University of Texas at Dallas

University of Texas at Dallas researchers and their collaborators have developed and patented a wood-based material that can store and discharge heat to help make building temperatures more comfortable without using electricity.

"Our material acts as a thermal battery that charges as it absorbs heat," said Dr. Shuang (Cynthia) Cui , assistant professor of mechanical engineering in the Erik Jonsson School of Engineering and Computer Science .

Cui is corresponding author of a study describing the material that was published in the December issue of Materials Today Energy as part of the 2025 Promising Early Career Scientists Special Issue.

The UT Dallas team collaborated with researchers from institutions including the National Renewable Energy Laboratory — recently renamed the National Laboratory of the Rockies — which supported the project, the University of Colorado Boulder, the Lawrence Berkeley National Laboratory and the University of California, Berkeley. Cui, a Fellow, Eugene McDermott Distinguished Professor, holds a joint faculty appointment at the national laboratory in the Rockies, where she previously was a postdoctoral researcher and research scientist.

The approach involves phase-change materials, which collect heat as they melt and release it as they solidify.
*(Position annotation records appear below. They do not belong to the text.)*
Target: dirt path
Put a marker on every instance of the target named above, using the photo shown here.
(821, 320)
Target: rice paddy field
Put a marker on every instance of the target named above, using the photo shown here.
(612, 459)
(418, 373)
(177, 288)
Such materials could potentially be incorporated into drywall, flooring or roofing to reduce electricity demands and improve energy efficiency.

"During the summer, for example, the phase-change material will absorb and store heat from the exterior, which would reduce the rise of room temperature," Cui said. "If the building has enough phase-change material incorporated, the air conditioning may not need to be turned on."
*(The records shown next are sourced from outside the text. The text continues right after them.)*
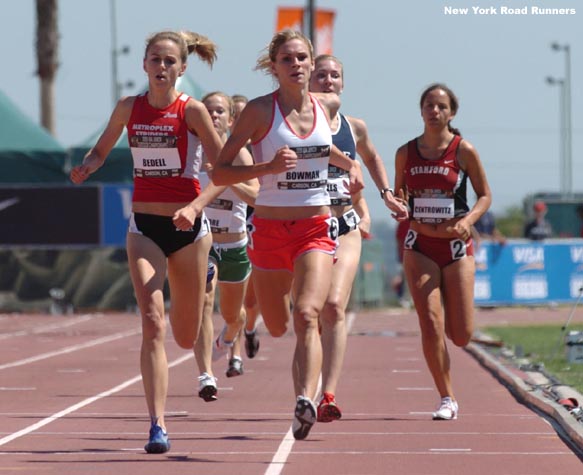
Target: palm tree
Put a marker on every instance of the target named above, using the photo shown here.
(47, 43)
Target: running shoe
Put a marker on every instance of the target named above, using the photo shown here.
(235, 367)
(304, 417)
(251, 343)
(328, 410)
(207, 387)
(447, 410)
(220, 346)
(158, 442)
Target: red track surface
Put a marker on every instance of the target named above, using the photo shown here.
(71, 403)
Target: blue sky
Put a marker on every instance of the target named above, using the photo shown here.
(496, 64)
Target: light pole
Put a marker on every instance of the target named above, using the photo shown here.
(566, 48)
(552, 81)
(116, 86)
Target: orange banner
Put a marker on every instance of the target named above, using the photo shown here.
(290, 18)
(324, 31)
(293, 18)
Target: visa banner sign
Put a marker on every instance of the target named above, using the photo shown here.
(116, 207)
(527, 272)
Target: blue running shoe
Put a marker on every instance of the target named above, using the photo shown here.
(159, 442)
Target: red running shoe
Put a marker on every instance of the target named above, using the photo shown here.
(328, 410)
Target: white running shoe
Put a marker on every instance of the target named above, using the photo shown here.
(447, 410)
(207, 387)
(304, 417)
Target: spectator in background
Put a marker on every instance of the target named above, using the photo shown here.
(486, 229)
(538, 228)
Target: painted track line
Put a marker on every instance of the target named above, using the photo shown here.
(280, 458)
(46, 328)
(85, 402)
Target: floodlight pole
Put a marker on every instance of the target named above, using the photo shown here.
(566, 48)
(114, 74)
(552, 81)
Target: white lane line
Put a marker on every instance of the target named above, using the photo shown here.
(314, 453)
(280, 458)
(4, 388)
(46, 328)
(450, 450)
(71, 349)
(85, 402)
(415, 389)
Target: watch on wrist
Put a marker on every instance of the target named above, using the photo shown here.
(384, 190)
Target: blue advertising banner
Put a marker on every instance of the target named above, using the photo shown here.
(116, 207)
(523, 272)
Thermal energy storage is an emerging approach to manage energy loads in buildings.

"Thermal energy storage offers a solution by harnessing excess heat from the environment for later use — such as storing daytime heat to provide warmth during cold nights," said Bernadette Magalindan BS'21, MS'25, a mechanical engineering doctoral student in Cui's lab and a Department of Energy Innovation in Buildings Graduate Research Fellow .

Phase-change materials can leak when they transition to liquids, which presents a challenge to their use. One approach to the problem is to enclose the materials within a host material to prevent leakage. Although this solution can work, it is not as effective because the host material does not store heat.
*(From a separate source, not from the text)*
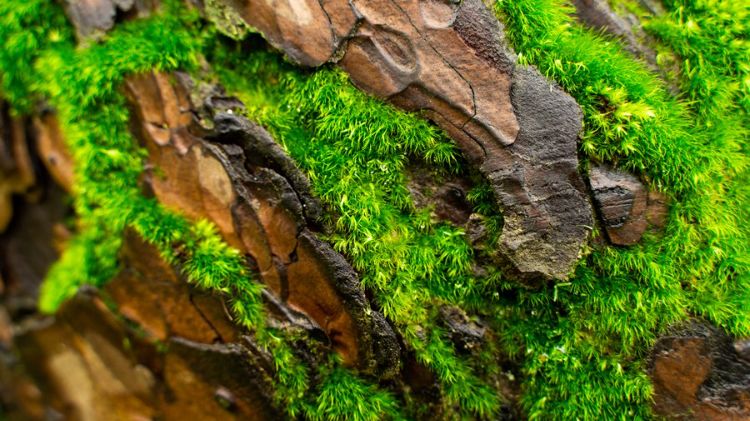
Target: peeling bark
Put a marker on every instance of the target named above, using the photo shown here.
(449, 60)
(232, 173)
To address the issue, the researchers removed lignin, a substance in plant cells that provides structure and stiffness, from wood to create a spongelike structure with tiny pores. They filled the structure with a phase-change material mixed with an ingredient that forms into soft plastic. The soft plastic holds the phase-change material in place, even when it melts, and strengthens the wood. The resulting material did not leak or degrade over 1,000 phase-change cycles.

"Unlike many energy-storage materials that sacrifice strengths, these wood-templated phase-change composites maintain mechanical integrity under repeated heating and cooling cycles, making them both energy efficient and mechanically durable, which are critical for long-term use in buildings," said Dr. Hongbing Lu , one of the study's co-authors and professor of mechanical engineering, the Louis Beecherl Jr. Chair and director of the Mechanics of Advanced Materials Laboratory .

The researchers plan to continue to improve and commercialize the technology.

"It was exciting to be part of this project, which is showing promising results for more comfortable, energy-efficient buildings," said Gustavo Felicio Perruci, a co-author of the study and a mechanical engineering doctoral student who is co-advised by Lu and Cui. "Working with our national lab partners gave me invaluable experience and opened important doors, demonstrating how interdisciplinary teams can turn sustainable materials into real-world solutions."